A 401k plan is an employee sponsored retirement plan that allows for participants, to make pre-tax contributions to their plan. 401k plan contributions are normally deducted automatically for each employee, every time the employee gets paid. By pre-tax contribution we mean that the money is taken out of the salary, before the salary is taxed.
The money contributed is then invested in one or more funds that are provided by the plan, always at the employee’s direction. Employers will normally ‘match’ the amount that the employee is paying, but in reality an employer is not bound by law to do so.
Over time, the contributions that are saved up in investments are meant to gradually grow, and the contributor is not liable for tax on this growth.
401k plans do offer other advantages to their participants, such as:
• Any business from corporations to self employed individuals may have a plan.
• The company is eligible to set the requirements upon establishment of the plan.
• Employers have the right to restrict individuals like new employees from being eligible.
• Contributions come from voluntary participant’s salary reduction and may be matched by employer.
• An individual could in 2008, defer up to $15,500 of his salary or 10% of his salary, whichever is the least.
• Participants aged over 50, may do contributions of $5000 as catch up payments.

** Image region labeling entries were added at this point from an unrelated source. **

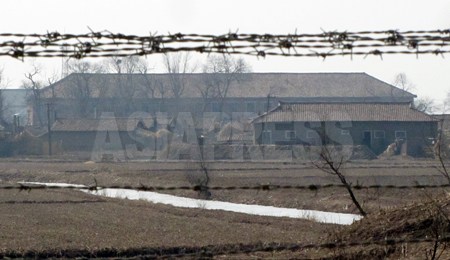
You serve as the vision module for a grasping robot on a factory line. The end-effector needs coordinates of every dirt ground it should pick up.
[0,159,447,259]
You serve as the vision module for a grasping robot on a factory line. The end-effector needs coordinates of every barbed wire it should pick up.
[0,183,450,191]
[0,236,450,258]
[0,29,450,59]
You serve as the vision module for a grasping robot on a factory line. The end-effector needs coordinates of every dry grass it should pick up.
[0,158,445,259]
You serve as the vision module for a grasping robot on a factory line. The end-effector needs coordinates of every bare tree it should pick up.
[414,97,436,114]
[393,72,416,92]
[22,63,44,127]
[163,53,196,112]
[65,60,107,117]
[198,55,251,111]
[313,145,367,216]
[0,68,8,126]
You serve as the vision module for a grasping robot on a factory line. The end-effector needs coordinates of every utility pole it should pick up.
[47,103,52,156]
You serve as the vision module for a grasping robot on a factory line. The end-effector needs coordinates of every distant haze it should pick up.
[0,0,450,106]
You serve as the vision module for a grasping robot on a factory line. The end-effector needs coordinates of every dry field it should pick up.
[0,159,446,259]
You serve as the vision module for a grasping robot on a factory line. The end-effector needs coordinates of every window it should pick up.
[245,102,256,112]
[373,130,385,139]
[275,123,294,131]
[284,130,295,140]
[341,130,350,135]
[395,131,406,139]
[261,130,272,144]
[306,130,317,139]
[211,102,220,112]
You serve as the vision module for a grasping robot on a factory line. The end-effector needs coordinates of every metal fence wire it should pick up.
[0,29,450,60]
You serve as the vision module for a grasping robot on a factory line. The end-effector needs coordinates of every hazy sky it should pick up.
[0,0,450,105]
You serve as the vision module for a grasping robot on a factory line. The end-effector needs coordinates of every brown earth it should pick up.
[0,160,447,259]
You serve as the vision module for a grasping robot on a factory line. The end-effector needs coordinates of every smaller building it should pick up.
[253,102,438,156]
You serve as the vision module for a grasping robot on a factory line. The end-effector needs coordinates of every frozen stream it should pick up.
[21,182,362,225]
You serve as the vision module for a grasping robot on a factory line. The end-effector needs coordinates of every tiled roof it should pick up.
[253,103,435,123]
[43,73,415,101]
[52,117,159,132]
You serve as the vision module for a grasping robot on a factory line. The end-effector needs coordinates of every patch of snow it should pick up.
[18,181,87,188]
[22,182,362,225]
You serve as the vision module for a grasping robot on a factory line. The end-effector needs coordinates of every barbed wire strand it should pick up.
[0,183,450,191]
[0,29,450,60]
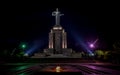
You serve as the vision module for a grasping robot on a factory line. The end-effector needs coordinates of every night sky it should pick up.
[0,2,120,50]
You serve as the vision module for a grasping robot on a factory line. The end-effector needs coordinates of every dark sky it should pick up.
[0,2,120,51]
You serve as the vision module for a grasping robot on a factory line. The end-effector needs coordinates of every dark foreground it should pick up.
[0,59,120,75]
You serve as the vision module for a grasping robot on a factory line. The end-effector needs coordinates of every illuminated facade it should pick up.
[44,9,72,55]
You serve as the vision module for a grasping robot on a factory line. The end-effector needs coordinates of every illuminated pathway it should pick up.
[0,63,120,75]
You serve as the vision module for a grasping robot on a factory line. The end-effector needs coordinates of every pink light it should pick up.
[90,44,94,48]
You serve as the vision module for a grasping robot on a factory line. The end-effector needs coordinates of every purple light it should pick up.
[90,44,94,48]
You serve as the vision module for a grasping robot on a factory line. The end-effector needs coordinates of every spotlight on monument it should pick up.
[89,44,95,48]
[55,66,61,72]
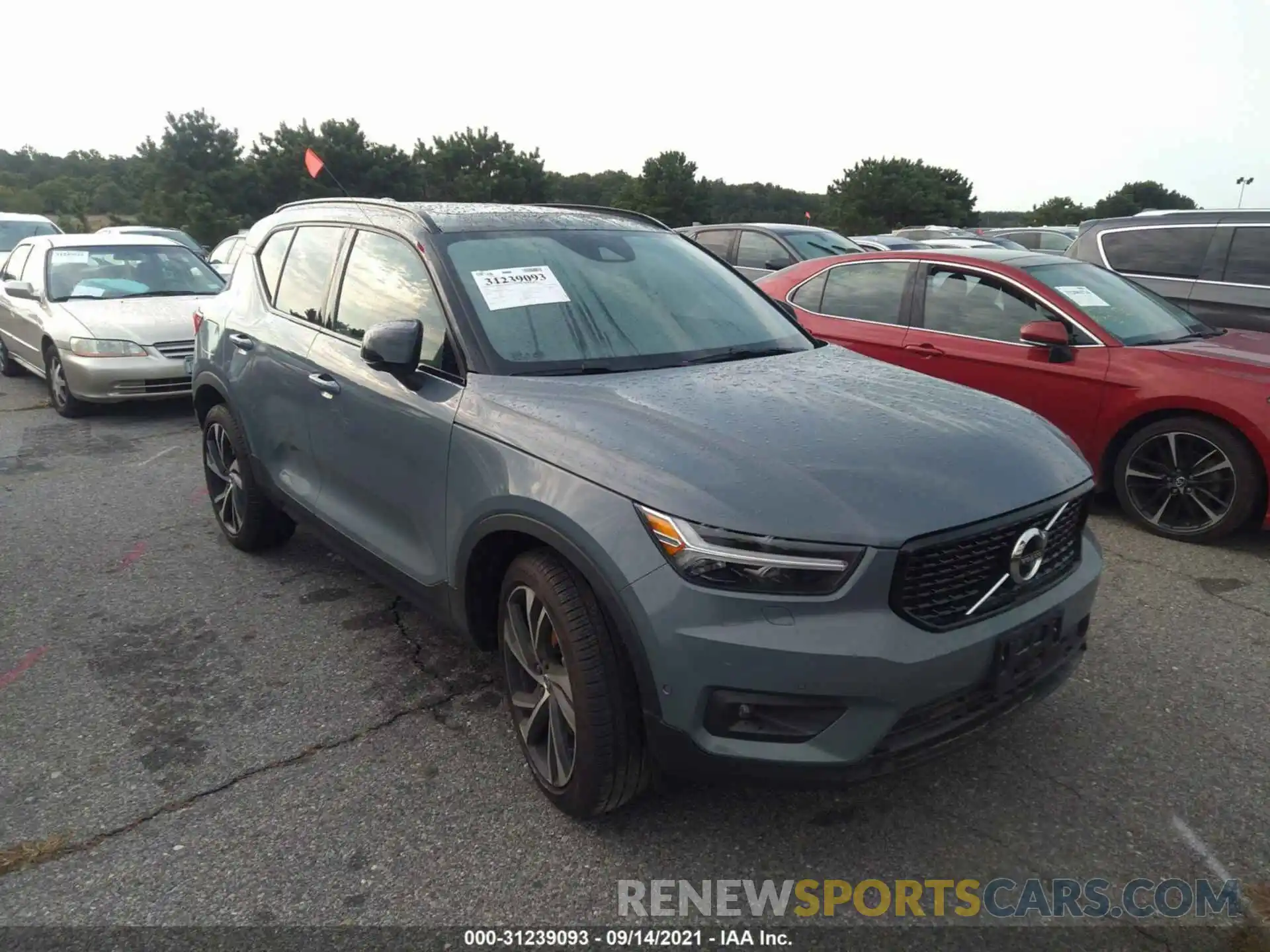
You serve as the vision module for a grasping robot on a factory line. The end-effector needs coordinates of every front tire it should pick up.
[498,548,653,817]
[203,404,296,552]
[1115,416,1265,542]
[44,344,89,420]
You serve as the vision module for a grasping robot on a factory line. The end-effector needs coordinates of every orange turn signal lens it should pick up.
[639,506,689,556]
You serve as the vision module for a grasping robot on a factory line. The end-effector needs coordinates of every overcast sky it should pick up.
[0,0,1270,210]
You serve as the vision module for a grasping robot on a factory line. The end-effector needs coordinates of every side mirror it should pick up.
[362,321,423,371]
[1019,321,1074,363]
[4,280,40,301]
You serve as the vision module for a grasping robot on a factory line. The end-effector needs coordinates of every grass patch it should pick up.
[0,834,70,876]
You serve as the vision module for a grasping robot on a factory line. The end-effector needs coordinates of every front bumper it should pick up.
[61,349,190,403]
[624,530,1103,778]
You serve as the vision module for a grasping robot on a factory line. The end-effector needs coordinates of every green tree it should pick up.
[414,127,548,203]
[245,119,421,217]
[1089,180,1195,218]
[137,109,246,245]
[617,151,708,229]
[827,159,976,235]
[1027,196,1089,225]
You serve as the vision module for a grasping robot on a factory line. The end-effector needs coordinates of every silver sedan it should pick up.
[0,233,225,416]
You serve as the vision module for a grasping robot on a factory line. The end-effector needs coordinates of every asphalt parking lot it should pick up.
[0,377,1270,948]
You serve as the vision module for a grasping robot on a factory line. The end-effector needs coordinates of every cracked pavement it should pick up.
[0,378,1270,949]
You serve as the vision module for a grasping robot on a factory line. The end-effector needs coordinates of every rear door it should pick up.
[903,262,1109,456]
[220,225,348,510]
[1097,225,1218,313]
[788,262,917,363]
[1187,223,1270,331]
[303,229,462,585]
[737,229,794,280]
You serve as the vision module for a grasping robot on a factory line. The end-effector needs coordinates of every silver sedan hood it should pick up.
[54,294,207,344]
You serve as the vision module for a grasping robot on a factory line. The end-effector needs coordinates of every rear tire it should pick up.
[0,340,23,377]
[44,344,90,420]
[498,548,653,817]
[1115,416,1265,542]
[203,404,296,552]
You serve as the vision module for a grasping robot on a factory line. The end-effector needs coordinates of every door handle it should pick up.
[309,373,339,400]
[904,344,944,357]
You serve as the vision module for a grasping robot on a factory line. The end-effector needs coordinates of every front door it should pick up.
[310,229,462,585]
[903,264,1109,458]
[790,262,917,363]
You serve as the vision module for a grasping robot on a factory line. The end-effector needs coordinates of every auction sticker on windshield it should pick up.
[472,264,569,311]
[1054,284,1110,307]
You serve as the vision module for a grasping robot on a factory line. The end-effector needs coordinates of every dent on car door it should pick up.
[904,264,1109,453]
[236,225,347,509]
[303,230,462,586]
[790,262,915,363]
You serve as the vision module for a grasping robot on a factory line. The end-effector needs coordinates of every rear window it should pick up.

• Withdrawals from employees aged 59.5 or younger, may be penalized.
• Employers are not obliged to match the employees’ payments.
• You may choose to have an internet plan.
• There are on average 15 investment choices.
• Loans can be taken from the plan, and also hardship withdrawals.
• The employer may receive some tax benefits if he matches his employees’ contributions.
• The plan is subject to unfairness testing.